Mr. Abe, the scion of a staunchly nationalist family of leading politicians, had the longest uninterrupted tenure as prime minister in Japanese history, nearly eight years beginning in 2012. He had previously served a year in an earlier stint as the country’s leader.

His long run delivered only partial victories on his two primary ambitions: to unfetter Japan’s military after decades of postwar pacifism and to jump-start and overhaul its economy. He resigned as prime minister in August 2020, a year before his term was set to end, citing ill health.

One of his most significant moves came in 2015, when, in the face of intense opposition, he pushed through legislation that authorized overseas combat missions alongside allied troops in the name of “collective self-defense.” But he failed in his long-held dream of revising the war-renouncing clause of Japan’s Constitution, put in place by American occupiers after World War II.

Mr. Abe’s economic program, known as Abenomics, involved cheap cash, government spending on stimulus projects that expanded the country’s debt and attempts at corporate deregulation. The combination delivered results in the early years of his term, lifting the economy out of an unrelenting malaise.

A key factor in Mr. Abe’s economic platform was to draw more women into the paid work force, to counterbalance a declining and aging population. But the promise of drastically raising the proportion of women in management and in government did not come to fruition.

On the international stage, Mr. Abe was one of the few world leaders to maintain a consistently close relationship with President Donald J. Trump. And after years of a chilly relationship with China, Mr. Abe tried to usher in a warmer era, making the first visit to Beijing by a Japanese prime minister in seven years when he met with President Xi Jinping in 2018.

While Mr. Abe worked to cultivate diplomatic and trade relations around the world, he never lost sight of his nationalist agenda at home. A year after taking office in 2012, he visited Yasukuni Shrine, which honors Japan’s war dead — including war criminals from the World War II era. Although he largely avoided further visits, he resisted calls for Japan to more fully apologize for its wartime atrocities, a sore point in Korea and China.
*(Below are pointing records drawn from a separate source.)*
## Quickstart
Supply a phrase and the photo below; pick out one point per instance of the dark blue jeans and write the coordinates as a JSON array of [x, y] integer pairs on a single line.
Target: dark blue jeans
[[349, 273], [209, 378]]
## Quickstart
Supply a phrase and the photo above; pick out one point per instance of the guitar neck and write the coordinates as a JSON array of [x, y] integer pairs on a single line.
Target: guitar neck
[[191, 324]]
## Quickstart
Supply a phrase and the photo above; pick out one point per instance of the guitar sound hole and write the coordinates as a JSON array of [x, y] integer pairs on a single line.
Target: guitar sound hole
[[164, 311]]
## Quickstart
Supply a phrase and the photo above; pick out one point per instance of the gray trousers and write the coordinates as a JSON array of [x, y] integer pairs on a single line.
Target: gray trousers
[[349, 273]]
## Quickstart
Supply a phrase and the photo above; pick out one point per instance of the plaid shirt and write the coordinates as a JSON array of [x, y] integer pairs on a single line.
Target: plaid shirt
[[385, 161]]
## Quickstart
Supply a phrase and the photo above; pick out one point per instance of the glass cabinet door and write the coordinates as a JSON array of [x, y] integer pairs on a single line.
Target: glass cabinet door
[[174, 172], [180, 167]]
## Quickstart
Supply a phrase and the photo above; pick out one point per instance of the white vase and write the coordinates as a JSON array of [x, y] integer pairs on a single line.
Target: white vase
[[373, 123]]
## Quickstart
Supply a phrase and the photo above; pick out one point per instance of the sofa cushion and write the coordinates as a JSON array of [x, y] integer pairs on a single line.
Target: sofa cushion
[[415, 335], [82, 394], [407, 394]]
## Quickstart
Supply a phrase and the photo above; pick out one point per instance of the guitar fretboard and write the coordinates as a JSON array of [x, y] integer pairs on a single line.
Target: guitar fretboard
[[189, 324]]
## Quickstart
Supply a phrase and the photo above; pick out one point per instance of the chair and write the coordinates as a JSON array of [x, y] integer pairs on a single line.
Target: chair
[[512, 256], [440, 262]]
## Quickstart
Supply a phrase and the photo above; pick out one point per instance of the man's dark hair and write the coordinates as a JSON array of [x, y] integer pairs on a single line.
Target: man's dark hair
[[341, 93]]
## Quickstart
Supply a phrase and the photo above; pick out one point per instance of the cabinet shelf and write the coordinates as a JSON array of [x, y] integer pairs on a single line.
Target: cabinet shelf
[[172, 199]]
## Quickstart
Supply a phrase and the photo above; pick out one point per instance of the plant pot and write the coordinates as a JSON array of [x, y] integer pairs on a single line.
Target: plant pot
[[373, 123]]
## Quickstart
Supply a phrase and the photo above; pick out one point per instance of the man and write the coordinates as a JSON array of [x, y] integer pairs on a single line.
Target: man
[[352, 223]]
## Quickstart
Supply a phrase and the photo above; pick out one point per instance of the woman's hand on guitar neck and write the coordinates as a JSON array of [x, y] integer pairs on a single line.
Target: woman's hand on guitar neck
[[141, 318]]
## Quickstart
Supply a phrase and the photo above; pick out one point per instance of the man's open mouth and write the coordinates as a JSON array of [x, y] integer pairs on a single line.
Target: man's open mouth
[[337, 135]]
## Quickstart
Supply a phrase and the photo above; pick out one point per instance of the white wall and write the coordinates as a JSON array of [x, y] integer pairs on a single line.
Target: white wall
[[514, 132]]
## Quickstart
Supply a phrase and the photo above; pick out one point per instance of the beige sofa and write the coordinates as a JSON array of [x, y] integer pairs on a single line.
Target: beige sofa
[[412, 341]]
He reiterated support for past official statements of remorse, but also seemed to suggest that Japan had done enough. “We must not let our children, grandchildren and even further generations to come, who have nothing to do with that war, be predestined to apologize,” he said in 2015.

Shinzo Abe was born on Sept. 21, 1954, in Tokyo to Shintaro and Yoko Abe. His mother was the daughter of Nobusuke Kishi, prime minister from 1957 to 1960, who had been accused of war crimes by the occupying Americans, but who was ultimately released from prison without appearing before the Allied war crimes tribunal.

Mr. Abe’s father was also a politician, and served as foreign minister.